Do your own research!

Try out searching for "lost bitcoins", "stole my money" or "scammers" together with the wallet's name, even if you think the wallet is generally trustworthy. For all the bigger wallets you will find accusations. Make sure you understand why they were made and if you are comfortable with the provider's reaction.

If you find something we should include, you can create an issue or edit this analysis yourself and create a merge request for your changes.

The Analysis

The app’s description sounds non-custodial as it mentions an HD backup:

Eidoo is a multicurrency wallet and a crypto exchange with a single backup passphrase and HD security level.

The website is more explicit:

Your private key is encrypted on the app and only you can decrypt it as Eidoo is NOT a custodian wallet. You can use the wallet without providing any personal information

Unfortunately we can’t find any source code. No such link on their website and neither can we find any relevant hit searching for their appId io.eidoo.wallet.prodnet on GitHub which leads to the verdict: not verifiable.

Other observations

When restoring a wallet from the 12 words mnemonic, the wallet uses the currently active keyboard which might be less than trustworthy. More secure wallets have their custom keyboards for backup entry.

The wallet also is limited to 12 words + passphrase and does not support 24 words as some wallets use by default, so you won’t be able to use this wallet to restore a backup from such wallets.


Verdict Explained

No source code found

Without public source available, this app cannot be verified!

This verdict means that we could not find any source to compile the app from. Internally the company might do everything right but as we can't verify it, there is nothing protecting the user from an exit-scam where the provider releases an app that leaks the keys to the servers.

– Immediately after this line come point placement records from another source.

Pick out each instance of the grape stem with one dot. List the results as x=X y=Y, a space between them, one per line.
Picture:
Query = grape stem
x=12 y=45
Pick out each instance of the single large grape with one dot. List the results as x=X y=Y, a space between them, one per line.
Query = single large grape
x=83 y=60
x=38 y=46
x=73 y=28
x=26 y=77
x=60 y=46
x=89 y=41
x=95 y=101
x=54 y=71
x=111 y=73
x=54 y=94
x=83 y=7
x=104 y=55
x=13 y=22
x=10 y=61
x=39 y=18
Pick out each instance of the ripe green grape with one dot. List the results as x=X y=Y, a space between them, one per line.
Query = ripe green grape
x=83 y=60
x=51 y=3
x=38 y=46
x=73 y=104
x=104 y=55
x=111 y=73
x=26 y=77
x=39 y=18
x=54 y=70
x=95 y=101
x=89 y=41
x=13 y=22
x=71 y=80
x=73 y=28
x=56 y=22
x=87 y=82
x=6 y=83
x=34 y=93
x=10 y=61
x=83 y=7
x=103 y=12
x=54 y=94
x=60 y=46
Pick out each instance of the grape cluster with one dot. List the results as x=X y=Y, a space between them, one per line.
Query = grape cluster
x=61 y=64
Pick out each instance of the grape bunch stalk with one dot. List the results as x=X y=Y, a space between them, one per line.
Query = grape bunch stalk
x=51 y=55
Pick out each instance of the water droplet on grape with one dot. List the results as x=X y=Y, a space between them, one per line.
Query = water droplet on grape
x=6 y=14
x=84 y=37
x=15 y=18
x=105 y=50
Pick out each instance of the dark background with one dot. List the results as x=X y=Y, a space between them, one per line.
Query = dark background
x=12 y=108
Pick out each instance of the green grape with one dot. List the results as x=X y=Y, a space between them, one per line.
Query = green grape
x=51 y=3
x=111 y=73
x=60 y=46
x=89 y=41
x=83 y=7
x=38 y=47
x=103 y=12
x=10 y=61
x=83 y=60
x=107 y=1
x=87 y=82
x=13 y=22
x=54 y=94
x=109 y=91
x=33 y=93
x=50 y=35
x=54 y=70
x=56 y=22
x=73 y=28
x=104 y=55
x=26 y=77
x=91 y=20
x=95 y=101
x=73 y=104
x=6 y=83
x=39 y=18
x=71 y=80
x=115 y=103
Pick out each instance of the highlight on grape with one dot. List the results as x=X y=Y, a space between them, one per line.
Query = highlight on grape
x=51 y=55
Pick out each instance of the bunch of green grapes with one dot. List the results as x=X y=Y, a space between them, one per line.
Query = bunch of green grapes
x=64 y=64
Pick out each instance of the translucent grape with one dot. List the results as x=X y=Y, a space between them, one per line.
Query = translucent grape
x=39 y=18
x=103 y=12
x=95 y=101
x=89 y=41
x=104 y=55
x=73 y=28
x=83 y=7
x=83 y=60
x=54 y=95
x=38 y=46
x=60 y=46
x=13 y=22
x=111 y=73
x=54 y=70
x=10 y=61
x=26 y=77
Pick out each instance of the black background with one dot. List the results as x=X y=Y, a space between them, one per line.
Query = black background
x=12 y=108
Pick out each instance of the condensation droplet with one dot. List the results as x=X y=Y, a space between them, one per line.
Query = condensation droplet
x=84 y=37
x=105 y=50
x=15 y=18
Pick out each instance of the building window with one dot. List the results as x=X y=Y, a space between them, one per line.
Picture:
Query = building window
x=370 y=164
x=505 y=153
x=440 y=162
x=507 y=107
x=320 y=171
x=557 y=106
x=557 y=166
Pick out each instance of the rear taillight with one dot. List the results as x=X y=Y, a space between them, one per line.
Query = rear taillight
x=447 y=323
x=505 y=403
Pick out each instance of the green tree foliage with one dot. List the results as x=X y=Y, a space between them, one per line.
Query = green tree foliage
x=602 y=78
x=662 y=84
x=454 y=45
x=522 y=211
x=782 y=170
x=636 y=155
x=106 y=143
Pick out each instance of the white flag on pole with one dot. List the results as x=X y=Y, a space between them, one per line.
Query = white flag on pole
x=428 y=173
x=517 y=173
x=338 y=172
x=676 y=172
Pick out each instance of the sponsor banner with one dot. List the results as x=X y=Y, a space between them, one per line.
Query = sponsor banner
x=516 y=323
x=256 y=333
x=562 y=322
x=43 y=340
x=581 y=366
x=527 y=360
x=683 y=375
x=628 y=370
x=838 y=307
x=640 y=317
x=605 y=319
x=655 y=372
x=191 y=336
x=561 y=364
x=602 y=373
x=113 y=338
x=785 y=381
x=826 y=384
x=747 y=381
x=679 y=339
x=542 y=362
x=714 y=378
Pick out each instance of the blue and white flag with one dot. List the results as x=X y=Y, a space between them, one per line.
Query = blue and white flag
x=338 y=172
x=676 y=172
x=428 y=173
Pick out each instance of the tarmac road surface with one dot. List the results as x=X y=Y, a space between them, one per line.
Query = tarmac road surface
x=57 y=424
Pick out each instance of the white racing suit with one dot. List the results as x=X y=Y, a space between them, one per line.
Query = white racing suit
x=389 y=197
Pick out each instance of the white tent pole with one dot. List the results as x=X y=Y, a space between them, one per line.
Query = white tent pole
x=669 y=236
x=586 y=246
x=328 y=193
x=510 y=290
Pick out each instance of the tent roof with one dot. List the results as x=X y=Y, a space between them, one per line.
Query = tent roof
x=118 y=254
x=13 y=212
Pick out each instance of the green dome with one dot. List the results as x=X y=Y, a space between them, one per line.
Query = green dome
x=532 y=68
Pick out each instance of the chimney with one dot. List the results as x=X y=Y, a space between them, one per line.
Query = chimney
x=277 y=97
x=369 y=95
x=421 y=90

The app cannot be independently verified. If the provider puts your funds at risk on purpose or by accident, you will probably not know about the issue before people start losing money. If the provider is more criminally inclined he might have collected all the backups of all the wallets, ready to be emptied at the press of a button. The app might have a formidable track record but out of distress or change in management turns out to be evil from some point on, with nobody outside ever knowing before it is too late.